Vision

Die Vision ist eine Ausbildung von der Grundschule bis hin zu einem Beruf anzubieten, damit die heutige junge Generation morgen ihr Land selber weiter entwickelt.

Die nächsten Schritte sind das Errichten

  • einer technischen Berufsschule
  • eines landwirtschaftlichen Zentrums
  • eines Internats

Bruno Bambara sagt dazu: "Nach dem Errichten der Sekundarschule steht nun der Weiterbau des Ausbildungsareals an, eine technische Berufsschule soll entstehen. Damit möchten wir helfen, die Ausbildungsmängel in Burkina Faso zu überwinden. Das heutige System ist kaum unseren sozioökonomischen und kulturellen Realitäten angepasst. Deswegen muss mit dem bisherigen Verständnis der Ausbildung gebrochen werden.

In dieser technischen Berufsschule wird einerseits eine kaufmännische Lehre, eine Ausbildung für Sekretariat und Rechnungswesen angeboten werden.

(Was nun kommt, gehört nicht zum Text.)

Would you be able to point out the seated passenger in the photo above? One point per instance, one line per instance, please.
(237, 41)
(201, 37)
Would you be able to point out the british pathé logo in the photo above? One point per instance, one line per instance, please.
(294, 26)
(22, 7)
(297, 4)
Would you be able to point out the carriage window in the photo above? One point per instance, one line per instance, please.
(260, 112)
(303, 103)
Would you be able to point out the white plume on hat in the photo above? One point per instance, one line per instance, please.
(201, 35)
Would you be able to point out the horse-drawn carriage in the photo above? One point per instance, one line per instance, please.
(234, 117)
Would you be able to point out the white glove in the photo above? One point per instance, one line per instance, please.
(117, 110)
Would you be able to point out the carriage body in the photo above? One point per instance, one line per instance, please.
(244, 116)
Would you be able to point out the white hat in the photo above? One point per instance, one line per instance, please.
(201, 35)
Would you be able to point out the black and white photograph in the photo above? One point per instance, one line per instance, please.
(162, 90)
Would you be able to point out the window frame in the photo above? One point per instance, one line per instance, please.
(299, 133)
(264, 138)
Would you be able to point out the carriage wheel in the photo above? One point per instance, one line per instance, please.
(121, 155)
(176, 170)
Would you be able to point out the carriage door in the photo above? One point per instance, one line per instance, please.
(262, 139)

Andererseits werden wir Schwerpunkte in der handwerklichen Berufsausbildung setzen und damit den Selbsterwerb und die Gründung von KMU fördern. Es werden gemäss der lokalen Nachfrage auf dem Arbeitsmarkt Ausbildungen im Bauwesen, in Mechanik, Elektrotechnik, Informatik und Landwirtschaft angeboten.

Diese Schule ist in Reichweite der Kinder. Die Technik entspricht einem Bedürfnis des Landes. Wenn wir auf das gesamte Ausbildungsangebot Burkina Fasos schauen, dann gibt es nicht viele technische Berufsschulen. Dieses technische Schulmodell ermöglicht interessante berufliche Möglichkeiten bis hin zur universitären Weiterbildung. Es wird jedem Schüler möglich, sich in den aktiven Berufsalltag zu integrieren, indem er eine profitable Unternehmung startet. So werden die Schüler ihr praktisches und technisches Wissen und ihre Fähigkeiten in den Dienst der Gesellschaft stellen können. Sie hat das dringend nötig."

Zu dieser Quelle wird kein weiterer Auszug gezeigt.